All our constructs and some socioeconomic variables were significant, but our analysis showed that the influence of personally believing in the environmental value of EVs was greater than any other construct. In other words, agreeing with the environmental – and economic and technological – benefits of EVs made participants more likely to agree that they wanted or planned to purchase (or lease) an EV for their next vehicle. The influence of these psychological factors were even greater than being a wealthy man.
Like the media attention attracted by comedian Rowan Atkinson’s widely shared editorial, our research shows there’s more work to be done to win hearts and minds. Although swiftly rebutted in the Guardian where it was first published, it is important to recognise that Atkinson is not alone in being unconvinced by an EV future.
Diluting the argument that EVs alone won’t decarbonise road transport doesn’t help either. In the UK, research suggests that at least a 20% reduction in travel demand is essential even with rapid adoption. But that still assumes a rapid transition to EVs!

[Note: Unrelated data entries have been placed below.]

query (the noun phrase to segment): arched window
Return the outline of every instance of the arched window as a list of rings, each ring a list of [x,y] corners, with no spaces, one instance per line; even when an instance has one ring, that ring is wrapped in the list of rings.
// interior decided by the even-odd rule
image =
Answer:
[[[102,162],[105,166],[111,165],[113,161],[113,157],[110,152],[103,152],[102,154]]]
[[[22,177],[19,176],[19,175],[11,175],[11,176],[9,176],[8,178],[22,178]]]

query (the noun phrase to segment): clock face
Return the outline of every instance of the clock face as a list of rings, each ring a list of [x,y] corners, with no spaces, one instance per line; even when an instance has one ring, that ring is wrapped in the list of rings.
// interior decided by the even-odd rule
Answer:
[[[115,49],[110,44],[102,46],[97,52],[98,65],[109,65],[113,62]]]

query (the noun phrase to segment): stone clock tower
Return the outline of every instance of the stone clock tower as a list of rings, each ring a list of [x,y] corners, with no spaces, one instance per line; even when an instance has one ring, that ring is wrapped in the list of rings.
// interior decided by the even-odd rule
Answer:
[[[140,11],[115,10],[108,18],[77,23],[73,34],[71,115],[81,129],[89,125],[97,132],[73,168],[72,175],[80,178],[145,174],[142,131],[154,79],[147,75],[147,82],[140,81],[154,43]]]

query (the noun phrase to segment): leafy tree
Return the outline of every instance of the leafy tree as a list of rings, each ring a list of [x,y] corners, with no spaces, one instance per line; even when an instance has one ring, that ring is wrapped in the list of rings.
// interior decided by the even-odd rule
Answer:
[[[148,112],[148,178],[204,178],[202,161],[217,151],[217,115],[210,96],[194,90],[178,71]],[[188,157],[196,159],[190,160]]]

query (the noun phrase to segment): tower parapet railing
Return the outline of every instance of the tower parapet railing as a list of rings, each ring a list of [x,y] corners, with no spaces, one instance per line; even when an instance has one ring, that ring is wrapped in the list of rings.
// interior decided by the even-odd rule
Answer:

Thus, if the UK government is serious about accelerating EV uptake, policies need to target these personal, environmental beliefs and attitudes in the short term. An ‘infrastructure-only’ approach is insufficient. UK drivers need encouragement, but also a trusted source of information about EV benefits, and delaying the target phase-out date only undermines trust further.
Investment in public charging infrastructure is still important. Yet our research suggests that the practicalities of using and charging an EV are not necessarily considered until the individual has already decided that they would like to switch, and sometimes not until they have already switched. If the goal is mass adoption of EVs, conventional car drivers need to be convinced that they want to make the switch in the first place.
Hannah Budnitz is a CiTTi Awards 2023 judge and a research associate in urban mobility at the University of Oxford’s Transport Studies Unit. Her research concentrates on the interactions between land use and accessibility, sustainability and travel behaviour. The research described in this article was funded by UK Research and Innovation (Innovate UK) as part of the ‘Park and Charge Pilot’ project under grant reference 105428.